The brain, of course, is unique among the organs of the body both in its susceptibility to outside stimuli, and the variety of things that can go wrong with it. By contrast, a heart can fail in only so many ways. Conceptually, the job of the cardiologist is straightforward: he needs to restore a damaged heart to its normal rhythm. But epilepsy is the opposite. A normal brain is governed by chaos; neurons fire unpredictably, following laws no computer, let alone neurologist, could hope to understand, even if they can recognize it on an EEG. It is what we call consciousness, perhaps the most mathematically complex phenomenon in the universe. The definition of a seizure is the absence of chaos, supplanted by a simple rhythmic pattern that carries almost no information. It may arise locally (a "partial" seizure), perhaps at the site of an old injury, a tumor or a structural malformation.
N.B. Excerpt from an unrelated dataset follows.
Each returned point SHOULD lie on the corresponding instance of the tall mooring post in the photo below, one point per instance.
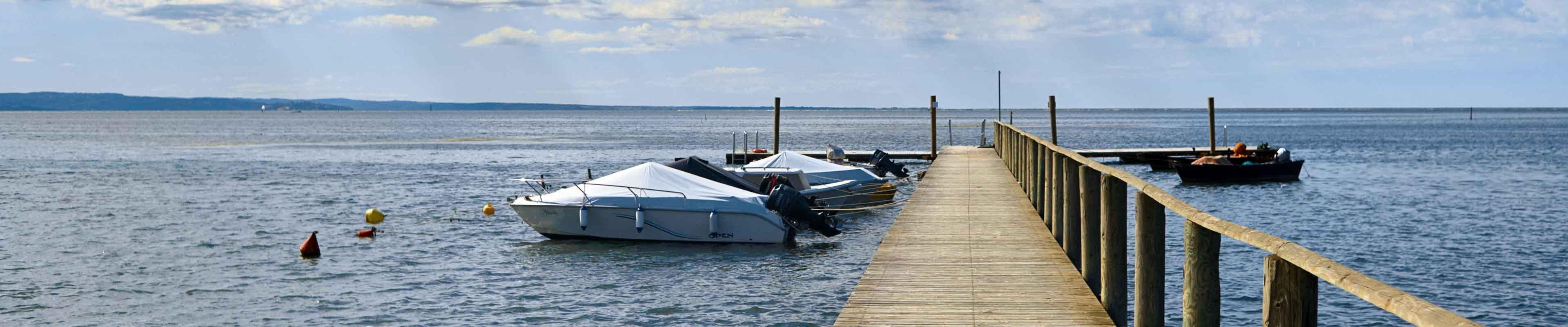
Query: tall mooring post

A network of neurons begin firing in unison, enlisting their fellows in a synchronous wave that ripples across the brain. Or it may begin everywhere at once ("generalized" epilepsy), with an imbalance of ions across the cell membrane, usually the result of an inherited mutation. At a chemical signal, whose origin is still a mystery, billions of neurons drop the mundane business of running the body and join in a primitive drumbeat, drowning out the murmur of consciousness. And so in contrast to the cardiologist, the epilepsy doctor must attempt to restore not order, but chaos.


Seizures can be fatal, especially the rare status epilepticus, a continuous convulsion lasting longer than 10 minutes. One of Devinsky's patients is a teenage boy who showed up at the hospital in December with status epilepticus of unknown origin, although Devinsky suspects a brain lesion from an undiagnosed infection. The only way to stop his convulsions was to induce a coma, and he has been in one ever since. Devinsky keeps looking for the right combination of drugs to save his life. Occasionally people with epilepsy will go to bed at night, apparently healthy, and die in their sleep; the autopsy may be inconclusive and the death is chalked up to SUDEP—Sudden Unexplained Death in Epilepsy. Among patients with refractory seizures—ones that can't be controlled with medication—the risk factor for SUDEP is a little less than 1 percent a year—small, but not negligible. Some of these patients may be candidates for surgery. But in general Devinsky spends more time thinking about the quality of a patient's life than the length of it. "Imagine you come to see me after a single seizure, just one," he says. "I examine you and do an EEG, an MRI and everything looks good, so I say, you're in luck, there's only a 20 percent chance you'll have another one." That is roughly the same risk a middle-aged man or woman runs of having a second heart attack within five years of the first. "But that could affect your life tremendously. Say you're a truckdriver, or a surgeon. Or if you're a commercial pilot—well, that's done." The biggest quality-of-life issue for most people with seizure disorders is driving; every state restricts, to varying degrees, the licenses of people who have had seizures. Most require them to be seizure-free for a certain number of months or years before restoring driving privileges—but only six require doctors to report seizures, so presumably a lot of people are getting away with it. "You say, 20 percent, that's terrible, I want you to tell me I won't have another one. And I can't. And then if you have two, your chance of a third goes up to 70 or 80 percent."